Questions fréquentes sur les prénoms interdits au Maroc
Existe-t-il une liste noire officielle des prénoms ?
Officiellement, non. Le ministère de l'Intérieur a démenti à plusieurs reprises l'existence d'une liste de prénoms interdits. Cependant, une "liste indicative" a circulé pendant des années dans les bureaux de l'état civil, et certains fonctionnaires continuent de l'utiliser par habitude ou par méconnaissance des nouvelles directives. C'est une pratique illégale mais persistante.
Peut-on donner un prénom étranger à un enfant marocain ?
C'est là que le bât blesse. Si le prénom est purement étranger sans aucun lien avec la culture marocaine ou musulmane (comme Jean ou Kevin pour un enfant dont les deux parents sont marocains et musulmans), il y a de fortes chances qu'il soit refusé. La loi exige le fameux "caractère marocain". En revanche, pour les couples mixtes, l'administration est généralement plus souple, même si ce n'est pas automatique.
Que faire si l'officier d'état civil refuse le prénom Sarah ?
Ne signez rien et ne quittez pas le bureau sans avoir demandé à parler au chef de division. Invoquez la circulaire du ministère de l'Intérieur de 2014. Si cela ne suffit pas, contactez le Conseil National des Droits de l'Homme (CNDH) ou préparez un recours devant le tribunal administratif. La jurisprudence est massivement en faveur des parents dans ce genre de litige.

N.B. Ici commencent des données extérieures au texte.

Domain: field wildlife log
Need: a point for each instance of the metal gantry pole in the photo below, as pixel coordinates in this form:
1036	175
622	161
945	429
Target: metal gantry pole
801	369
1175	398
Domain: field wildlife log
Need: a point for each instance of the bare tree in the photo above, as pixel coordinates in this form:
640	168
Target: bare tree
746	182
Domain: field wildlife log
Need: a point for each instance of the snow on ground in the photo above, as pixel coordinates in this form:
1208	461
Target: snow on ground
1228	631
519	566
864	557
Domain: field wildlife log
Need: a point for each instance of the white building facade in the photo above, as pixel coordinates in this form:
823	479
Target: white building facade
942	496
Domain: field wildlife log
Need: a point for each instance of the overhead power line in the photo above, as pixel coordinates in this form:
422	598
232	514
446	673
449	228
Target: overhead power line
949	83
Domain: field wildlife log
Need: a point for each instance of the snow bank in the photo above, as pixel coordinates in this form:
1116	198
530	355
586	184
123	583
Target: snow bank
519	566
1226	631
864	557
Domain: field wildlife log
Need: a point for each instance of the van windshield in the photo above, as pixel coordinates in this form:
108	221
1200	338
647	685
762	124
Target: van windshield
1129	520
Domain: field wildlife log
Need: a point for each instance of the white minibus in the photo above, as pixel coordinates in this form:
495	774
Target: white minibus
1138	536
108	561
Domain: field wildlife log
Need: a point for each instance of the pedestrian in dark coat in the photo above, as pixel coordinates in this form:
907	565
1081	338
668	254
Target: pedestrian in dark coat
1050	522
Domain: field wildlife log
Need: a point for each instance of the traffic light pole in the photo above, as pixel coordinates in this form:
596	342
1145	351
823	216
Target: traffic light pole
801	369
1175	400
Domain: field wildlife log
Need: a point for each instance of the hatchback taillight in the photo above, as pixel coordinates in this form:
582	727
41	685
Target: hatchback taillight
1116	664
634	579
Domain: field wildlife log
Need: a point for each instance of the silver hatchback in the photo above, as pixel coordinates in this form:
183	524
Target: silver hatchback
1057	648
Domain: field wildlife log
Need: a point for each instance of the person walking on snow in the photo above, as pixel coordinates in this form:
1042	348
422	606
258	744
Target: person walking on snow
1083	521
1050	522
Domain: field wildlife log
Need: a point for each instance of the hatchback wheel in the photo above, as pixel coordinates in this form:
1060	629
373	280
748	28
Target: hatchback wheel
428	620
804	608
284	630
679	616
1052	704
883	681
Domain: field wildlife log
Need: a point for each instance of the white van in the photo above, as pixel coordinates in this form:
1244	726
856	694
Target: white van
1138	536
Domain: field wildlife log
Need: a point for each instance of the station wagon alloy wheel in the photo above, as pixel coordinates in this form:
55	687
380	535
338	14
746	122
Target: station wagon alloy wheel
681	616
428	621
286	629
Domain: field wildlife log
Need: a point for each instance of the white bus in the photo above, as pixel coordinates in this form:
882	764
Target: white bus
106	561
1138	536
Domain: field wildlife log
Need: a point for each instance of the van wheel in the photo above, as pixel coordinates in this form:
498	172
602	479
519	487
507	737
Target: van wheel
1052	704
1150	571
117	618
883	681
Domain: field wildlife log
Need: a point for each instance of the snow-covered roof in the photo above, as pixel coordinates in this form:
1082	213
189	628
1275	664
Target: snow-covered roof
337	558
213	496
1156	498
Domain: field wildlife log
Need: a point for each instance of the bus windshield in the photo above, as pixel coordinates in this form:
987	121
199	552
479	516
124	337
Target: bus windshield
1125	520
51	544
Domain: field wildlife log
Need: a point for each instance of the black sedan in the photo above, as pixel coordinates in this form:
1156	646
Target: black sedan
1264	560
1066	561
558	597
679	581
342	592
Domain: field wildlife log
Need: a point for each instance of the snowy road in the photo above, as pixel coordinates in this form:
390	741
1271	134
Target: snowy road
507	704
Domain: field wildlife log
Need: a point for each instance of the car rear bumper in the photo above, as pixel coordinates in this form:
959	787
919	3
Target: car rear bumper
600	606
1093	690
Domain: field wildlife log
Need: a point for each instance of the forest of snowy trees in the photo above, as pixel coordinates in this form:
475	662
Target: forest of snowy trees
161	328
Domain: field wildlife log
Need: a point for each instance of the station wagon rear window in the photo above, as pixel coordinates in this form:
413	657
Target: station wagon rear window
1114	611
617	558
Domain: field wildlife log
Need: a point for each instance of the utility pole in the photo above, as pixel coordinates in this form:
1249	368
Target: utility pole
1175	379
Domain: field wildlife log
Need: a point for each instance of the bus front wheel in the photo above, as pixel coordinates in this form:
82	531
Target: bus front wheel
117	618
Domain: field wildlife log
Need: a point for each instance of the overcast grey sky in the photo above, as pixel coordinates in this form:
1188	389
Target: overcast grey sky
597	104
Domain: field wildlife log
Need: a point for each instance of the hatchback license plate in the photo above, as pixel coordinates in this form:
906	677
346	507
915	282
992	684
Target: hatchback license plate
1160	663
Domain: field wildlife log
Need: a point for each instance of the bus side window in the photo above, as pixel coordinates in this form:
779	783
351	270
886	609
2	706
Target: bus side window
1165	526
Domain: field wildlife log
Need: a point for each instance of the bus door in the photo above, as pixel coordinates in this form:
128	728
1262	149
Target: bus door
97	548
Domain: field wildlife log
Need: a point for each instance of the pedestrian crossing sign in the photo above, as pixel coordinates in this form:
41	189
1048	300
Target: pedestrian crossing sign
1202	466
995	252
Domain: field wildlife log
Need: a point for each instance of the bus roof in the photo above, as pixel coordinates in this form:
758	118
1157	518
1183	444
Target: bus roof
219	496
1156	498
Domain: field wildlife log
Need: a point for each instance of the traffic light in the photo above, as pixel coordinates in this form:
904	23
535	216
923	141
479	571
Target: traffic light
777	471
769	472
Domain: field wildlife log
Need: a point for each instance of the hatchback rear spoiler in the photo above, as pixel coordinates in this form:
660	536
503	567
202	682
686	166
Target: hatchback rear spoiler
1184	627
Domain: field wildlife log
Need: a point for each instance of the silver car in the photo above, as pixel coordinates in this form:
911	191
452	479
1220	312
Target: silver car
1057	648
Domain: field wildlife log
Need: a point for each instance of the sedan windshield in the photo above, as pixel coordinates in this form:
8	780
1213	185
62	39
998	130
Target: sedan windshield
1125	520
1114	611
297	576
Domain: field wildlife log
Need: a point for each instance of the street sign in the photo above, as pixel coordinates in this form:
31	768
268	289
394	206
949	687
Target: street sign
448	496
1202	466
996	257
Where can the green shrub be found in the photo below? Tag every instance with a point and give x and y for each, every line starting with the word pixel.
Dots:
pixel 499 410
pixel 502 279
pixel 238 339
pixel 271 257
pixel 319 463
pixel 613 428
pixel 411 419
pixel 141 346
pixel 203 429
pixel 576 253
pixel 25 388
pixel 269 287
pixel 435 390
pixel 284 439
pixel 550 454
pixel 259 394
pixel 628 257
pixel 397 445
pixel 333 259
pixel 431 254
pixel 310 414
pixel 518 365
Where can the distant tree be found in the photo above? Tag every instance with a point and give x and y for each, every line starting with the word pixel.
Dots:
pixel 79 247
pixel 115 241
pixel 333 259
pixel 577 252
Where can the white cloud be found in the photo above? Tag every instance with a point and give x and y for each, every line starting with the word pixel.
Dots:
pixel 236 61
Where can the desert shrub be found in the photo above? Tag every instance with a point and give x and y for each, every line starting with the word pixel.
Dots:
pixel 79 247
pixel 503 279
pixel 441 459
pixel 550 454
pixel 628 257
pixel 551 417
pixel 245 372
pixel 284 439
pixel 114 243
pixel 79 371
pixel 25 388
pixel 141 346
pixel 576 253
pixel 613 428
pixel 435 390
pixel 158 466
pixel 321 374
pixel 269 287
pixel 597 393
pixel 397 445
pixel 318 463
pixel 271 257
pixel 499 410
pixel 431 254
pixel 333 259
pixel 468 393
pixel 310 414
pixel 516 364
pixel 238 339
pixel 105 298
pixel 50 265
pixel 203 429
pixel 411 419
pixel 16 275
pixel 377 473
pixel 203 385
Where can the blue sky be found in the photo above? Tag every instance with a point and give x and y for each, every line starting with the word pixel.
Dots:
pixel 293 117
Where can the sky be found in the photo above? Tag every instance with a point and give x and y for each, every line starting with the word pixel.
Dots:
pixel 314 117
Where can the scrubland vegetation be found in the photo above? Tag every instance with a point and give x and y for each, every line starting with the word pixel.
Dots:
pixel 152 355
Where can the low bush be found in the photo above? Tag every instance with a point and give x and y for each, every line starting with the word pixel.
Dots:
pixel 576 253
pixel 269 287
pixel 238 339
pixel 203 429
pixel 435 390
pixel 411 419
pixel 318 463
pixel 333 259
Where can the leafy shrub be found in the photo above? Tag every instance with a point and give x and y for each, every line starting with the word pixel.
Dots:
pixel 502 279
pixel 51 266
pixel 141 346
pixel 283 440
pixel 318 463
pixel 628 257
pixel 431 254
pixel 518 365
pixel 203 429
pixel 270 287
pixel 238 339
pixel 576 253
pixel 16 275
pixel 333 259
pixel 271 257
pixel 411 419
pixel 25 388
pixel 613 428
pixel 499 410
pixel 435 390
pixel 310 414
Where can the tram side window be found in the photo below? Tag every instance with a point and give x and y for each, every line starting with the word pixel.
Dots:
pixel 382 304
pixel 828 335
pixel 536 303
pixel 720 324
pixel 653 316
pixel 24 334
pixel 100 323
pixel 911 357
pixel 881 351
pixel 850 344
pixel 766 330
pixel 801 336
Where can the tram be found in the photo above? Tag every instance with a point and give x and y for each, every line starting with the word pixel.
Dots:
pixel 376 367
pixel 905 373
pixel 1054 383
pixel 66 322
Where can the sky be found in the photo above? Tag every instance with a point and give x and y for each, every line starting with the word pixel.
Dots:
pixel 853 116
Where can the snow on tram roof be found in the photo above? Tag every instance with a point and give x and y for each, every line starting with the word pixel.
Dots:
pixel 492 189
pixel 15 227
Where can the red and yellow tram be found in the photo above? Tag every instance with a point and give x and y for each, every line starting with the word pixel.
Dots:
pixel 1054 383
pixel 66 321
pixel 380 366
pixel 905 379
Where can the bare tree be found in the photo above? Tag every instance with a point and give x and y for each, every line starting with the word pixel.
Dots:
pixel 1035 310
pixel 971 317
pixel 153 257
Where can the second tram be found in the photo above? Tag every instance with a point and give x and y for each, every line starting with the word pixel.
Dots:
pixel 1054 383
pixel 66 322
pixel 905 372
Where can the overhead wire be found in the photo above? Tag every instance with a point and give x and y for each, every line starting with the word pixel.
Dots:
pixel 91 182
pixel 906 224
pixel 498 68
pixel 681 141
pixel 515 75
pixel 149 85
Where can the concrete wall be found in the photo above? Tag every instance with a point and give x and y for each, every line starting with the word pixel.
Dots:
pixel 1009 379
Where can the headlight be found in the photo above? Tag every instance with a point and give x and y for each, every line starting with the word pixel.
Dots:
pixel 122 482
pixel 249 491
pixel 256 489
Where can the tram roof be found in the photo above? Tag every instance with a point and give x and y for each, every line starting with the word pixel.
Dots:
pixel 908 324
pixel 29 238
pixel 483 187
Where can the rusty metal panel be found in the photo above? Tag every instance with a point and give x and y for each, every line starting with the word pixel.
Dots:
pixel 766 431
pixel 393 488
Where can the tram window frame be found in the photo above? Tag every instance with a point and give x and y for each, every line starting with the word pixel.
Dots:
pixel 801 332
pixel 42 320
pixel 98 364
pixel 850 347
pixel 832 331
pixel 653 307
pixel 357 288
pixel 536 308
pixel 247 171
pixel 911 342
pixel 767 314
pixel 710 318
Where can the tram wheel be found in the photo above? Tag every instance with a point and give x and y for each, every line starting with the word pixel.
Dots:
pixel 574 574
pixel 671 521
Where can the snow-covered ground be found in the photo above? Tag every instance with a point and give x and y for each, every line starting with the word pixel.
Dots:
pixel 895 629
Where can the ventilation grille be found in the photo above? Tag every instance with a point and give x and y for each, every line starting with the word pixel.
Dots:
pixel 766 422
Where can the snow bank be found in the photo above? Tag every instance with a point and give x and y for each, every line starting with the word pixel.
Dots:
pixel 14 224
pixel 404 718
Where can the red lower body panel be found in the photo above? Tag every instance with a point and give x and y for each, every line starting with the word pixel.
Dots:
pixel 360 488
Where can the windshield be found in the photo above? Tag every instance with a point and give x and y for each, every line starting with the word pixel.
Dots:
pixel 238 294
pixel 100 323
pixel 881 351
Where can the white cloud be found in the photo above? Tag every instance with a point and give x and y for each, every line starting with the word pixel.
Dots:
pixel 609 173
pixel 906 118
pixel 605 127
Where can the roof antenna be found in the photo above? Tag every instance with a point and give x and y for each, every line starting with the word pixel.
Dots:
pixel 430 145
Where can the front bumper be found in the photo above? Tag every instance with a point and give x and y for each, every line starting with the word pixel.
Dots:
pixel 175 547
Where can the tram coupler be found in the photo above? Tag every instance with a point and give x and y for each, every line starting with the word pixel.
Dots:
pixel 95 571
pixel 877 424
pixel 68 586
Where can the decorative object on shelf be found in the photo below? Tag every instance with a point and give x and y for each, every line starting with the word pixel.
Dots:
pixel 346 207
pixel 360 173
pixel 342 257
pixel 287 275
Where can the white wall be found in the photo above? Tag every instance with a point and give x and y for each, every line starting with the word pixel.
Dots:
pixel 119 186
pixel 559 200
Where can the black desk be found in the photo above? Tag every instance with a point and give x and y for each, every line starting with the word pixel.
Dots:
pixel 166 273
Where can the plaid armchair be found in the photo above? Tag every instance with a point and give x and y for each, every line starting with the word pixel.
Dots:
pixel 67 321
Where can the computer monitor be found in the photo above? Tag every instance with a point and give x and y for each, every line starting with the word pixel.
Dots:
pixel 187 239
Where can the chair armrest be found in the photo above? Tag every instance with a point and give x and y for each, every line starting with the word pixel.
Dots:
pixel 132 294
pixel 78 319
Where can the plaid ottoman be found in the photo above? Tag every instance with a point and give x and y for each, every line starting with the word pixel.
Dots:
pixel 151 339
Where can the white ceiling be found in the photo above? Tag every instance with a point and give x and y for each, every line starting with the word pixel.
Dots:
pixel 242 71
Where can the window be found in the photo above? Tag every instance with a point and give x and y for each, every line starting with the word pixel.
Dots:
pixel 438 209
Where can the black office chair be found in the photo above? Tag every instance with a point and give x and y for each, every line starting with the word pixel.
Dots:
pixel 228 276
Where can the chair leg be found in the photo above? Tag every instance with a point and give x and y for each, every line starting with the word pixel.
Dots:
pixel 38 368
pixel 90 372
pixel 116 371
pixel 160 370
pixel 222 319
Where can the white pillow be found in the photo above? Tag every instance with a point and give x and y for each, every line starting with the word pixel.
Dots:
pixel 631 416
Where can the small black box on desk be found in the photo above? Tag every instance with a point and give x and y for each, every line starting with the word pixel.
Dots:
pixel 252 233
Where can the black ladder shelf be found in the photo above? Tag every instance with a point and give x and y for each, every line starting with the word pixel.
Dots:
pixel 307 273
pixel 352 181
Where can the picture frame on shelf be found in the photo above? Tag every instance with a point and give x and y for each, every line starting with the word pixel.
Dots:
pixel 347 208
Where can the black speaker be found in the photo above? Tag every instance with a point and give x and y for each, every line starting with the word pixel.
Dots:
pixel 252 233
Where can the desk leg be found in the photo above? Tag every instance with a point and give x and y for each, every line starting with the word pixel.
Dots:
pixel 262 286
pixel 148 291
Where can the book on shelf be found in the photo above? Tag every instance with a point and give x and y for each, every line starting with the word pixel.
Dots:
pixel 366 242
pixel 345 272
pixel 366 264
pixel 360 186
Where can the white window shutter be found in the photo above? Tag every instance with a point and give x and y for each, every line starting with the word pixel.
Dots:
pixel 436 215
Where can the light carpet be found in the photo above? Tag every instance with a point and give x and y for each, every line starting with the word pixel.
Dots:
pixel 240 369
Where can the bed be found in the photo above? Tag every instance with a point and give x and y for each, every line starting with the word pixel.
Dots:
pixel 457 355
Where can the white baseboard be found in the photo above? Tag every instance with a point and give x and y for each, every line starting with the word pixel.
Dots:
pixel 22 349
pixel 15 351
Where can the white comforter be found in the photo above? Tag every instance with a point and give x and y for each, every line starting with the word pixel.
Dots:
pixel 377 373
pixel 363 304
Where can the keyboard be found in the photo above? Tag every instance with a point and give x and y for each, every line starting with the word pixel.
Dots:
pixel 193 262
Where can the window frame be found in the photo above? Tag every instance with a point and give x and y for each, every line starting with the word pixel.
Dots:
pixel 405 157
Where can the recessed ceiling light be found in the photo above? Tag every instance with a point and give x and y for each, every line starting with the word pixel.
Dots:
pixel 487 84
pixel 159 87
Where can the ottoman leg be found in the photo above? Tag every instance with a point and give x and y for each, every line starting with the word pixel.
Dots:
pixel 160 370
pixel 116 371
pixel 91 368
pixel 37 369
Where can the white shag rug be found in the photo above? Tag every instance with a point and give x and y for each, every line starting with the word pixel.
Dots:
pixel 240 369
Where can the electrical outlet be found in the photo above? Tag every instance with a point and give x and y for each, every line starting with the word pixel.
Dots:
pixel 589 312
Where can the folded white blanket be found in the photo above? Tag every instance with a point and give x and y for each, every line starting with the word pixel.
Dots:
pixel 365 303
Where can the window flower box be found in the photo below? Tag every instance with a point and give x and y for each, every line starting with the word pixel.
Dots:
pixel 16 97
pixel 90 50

Verdict : une évolution lente vers la liberté individuelle
En fin de compte, le nom Sarah n'est pas interdit au Maroc, mais il subit les soubresauts d'une administration en pleine transition. On est passé d'un contrôle strict et idéologique du nom à une approche plus libérale, mais les vieux réflexes ont la peau dure. Le problème n'est plus le prénom, c'est l'arbitraire. Tant que la loi 37-99 ne sera pas modifiée pour supprimer cette notion subjective de "caractère marocain", des parents continueront de stresser devant les guichets.
Mon conseil personnel est simple : tenez bon. Si vous voulez un "h" à Sarah, battez-vous pour l'avoir. C'est en multipliant les demandes et en refusant les compromis injustifiés que les mentalités finiront par changer définitivement. Le Maroc de demain ne peut pas se construire sur une identité figée et contrôlée par des tampons encreurs. La diversité des prénoms est une richesse, pas une menace pour la souveraineté nationale. Alors, que ce soit Sara ou Sarah, l'essentiel est que ce choix appartienne aux parents, et à eux seuls.